ML/Data Science article 1#

Why you should contribute to open-source as a data scientist#

Publisher: Medium
Publishing Date: Jun 11, 2020

contribute
Courtesy: Markus Spiske.

I have had the privilege of using Scikit-learn for my data science projects and it was one of the first tools that I learned in data science. It is very powerful because it allows the user to conduct predictive analytics using various mathematical models ranging from older models such as Linear Regression to newer ones such as Neural Networks.

It was therefore a great honor to participate in the 2020 Scikit-learn online sprint organized by Reshama Shaikh (https://twitter.com/reshamas) of Data Umbrella, and learn how to contribute to open-source projects. It was such a wonderful experience that I was inspired to write this article, hoping that you also get inspired to contribute to open-source.


You should contribute to open-source to improve your understanding of mathematical modelling.#

This was probably the strongest reason for me. I wanted to improve my understanding of Scikit-learn from a developer perspective, not only a user one. Furthermore, I am currently learning applied statistics and I wanted to connect the dots between what I am learning in class and how those concepts are reflected in this Python package. I have used the preprocessing module in the past, but actually getting to contribute to its documentation made me relearn scaling techniques that I was previously exposed to. Also, ‘looking under the hood’ helped me appreciate the rationale behind the code.

Contributing to open-source improves your development collaboration skills.#

For 4 hours, we had to virtually collaborate with a pair programming partner. A lot of data science work can be done in isolation, but having a fellow collaborator share problems that they are facing helps you avoid the same mistakes. You can also help unblock each other by focusing on solving the same problem. For instance, thanks to my programming partner, I was able to figure out which parts of the Microsoft Visual Studio Build Tools I should install to save on time (You need a C++ compiler to install scikit-learn into your local environment).
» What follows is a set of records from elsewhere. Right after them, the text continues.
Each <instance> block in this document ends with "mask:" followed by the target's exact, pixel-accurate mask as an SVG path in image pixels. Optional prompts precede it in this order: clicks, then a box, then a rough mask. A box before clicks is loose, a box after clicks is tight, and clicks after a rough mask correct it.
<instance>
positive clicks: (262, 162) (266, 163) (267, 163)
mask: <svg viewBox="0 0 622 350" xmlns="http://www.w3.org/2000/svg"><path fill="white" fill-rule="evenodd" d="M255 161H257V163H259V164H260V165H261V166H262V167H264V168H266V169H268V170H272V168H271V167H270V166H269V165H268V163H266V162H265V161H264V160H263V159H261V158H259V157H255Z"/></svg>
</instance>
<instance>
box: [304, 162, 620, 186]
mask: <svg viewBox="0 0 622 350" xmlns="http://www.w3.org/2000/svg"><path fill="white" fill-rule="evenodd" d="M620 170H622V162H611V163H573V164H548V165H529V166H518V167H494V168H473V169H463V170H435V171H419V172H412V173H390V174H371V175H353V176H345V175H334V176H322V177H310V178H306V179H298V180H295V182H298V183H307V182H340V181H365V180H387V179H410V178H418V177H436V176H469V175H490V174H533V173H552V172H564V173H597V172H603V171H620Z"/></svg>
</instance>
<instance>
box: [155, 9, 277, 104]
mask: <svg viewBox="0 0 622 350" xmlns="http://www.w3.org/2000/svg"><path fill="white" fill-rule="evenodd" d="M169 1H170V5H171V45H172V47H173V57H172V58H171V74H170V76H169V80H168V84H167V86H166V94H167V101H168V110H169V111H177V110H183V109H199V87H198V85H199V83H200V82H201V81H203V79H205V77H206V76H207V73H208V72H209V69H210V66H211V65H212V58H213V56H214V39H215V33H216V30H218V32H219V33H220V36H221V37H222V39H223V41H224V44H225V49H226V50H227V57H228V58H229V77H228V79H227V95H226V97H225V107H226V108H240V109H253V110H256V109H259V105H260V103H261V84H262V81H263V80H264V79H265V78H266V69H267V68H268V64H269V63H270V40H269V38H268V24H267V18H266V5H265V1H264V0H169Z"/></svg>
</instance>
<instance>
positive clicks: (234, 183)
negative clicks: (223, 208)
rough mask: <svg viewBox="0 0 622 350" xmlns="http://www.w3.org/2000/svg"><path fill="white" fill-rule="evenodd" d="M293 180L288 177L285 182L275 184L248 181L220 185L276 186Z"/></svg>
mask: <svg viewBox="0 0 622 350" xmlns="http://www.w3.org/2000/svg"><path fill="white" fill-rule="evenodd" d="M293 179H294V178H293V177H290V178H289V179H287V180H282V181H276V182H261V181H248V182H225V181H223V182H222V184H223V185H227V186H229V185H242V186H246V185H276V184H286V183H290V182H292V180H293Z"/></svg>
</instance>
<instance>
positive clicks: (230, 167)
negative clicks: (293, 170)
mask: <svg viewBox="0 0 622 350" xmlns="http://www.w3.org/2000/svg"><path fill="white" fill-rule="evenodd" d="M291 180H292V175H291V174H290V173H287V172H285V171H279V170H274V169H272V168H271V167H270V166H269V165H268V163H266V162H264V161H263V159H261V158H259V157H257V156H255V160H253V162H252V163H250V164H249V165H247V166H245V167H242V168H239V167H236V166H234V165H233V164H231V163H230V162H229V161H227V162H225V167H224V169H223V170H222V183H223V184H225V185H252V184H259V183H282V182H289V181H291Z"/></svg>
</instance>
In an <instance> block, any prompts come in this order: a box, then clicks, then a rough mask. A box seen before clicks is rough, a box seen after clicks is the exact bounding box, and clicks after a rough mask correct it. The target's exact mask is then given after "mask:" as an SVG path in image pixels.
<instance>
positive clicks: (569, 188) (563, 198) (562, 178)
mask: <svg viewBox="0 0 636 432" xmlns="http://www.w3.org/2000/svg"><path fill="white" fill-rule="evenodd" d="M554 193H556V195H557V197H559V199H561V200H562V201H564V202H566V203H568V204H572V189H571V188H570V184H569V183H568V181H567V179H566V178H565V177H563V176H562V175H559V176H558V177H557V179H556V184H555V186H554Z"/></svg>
It also felt good for both of us, who had never collaborated on a project in GitHub before, to have our pull requests merged into the main repository.

You should contribute to open-source because you get the rare opportunity to improve a tool that you already use.#

One of the cool things about open-source development is that it allows you to be both developer and user at the same time. This means that as you grow in knowledge regarding use of the tool, you are able to

  1. define your user pain points

  2. come up with an idea that can solve those pain points

  3. go back to the main repository to check for an issue raised by other users that have the same pain point

  4. code the solution and submit a pull request for the core development team to review

  5. feel awesome when your pull request is merged to the main repository.

The videos below were really helpful in guiding me in setting up the development environment and making a pull request:

Finally, you should contribute to open source because you get to interact with awesome people.#

The open source community is a very welcoming space where you can ask ‘stupid’ questions and receive help. Sometimes when one is a beginner in the data space, even after learning languages such as Python and R, someone may feel intimidated contributing to a hackathon, or in this case, a Scikit-learn sprint, where someone has only 4 hours to come up with a solution and submit a pull request. I would like to reassure you, dear reader, that you will have a community with mentors and representatives from the core development team as well as your pair programming partner to assist you in finding relevant issues, changing the code, passing it through tests, creating a pull request and having that pull request reviewed. I was glad to see that all the issues that I contributed to with my pair programming partner had encouragement and helpful critiques of our work.


I hope that this article was helpful and it gave you the nudge to look for opportunities to contribute to open-source projects. I want to stress that I got to know of this event through a local data science classroom that I am a part of, Master Python 4 DS and I am very grateful for this opportunity. AI Kenya and Nairobi Women in Machine Learning and Data Science are also great communities that someone new to Data Science and living in Kenya can check out.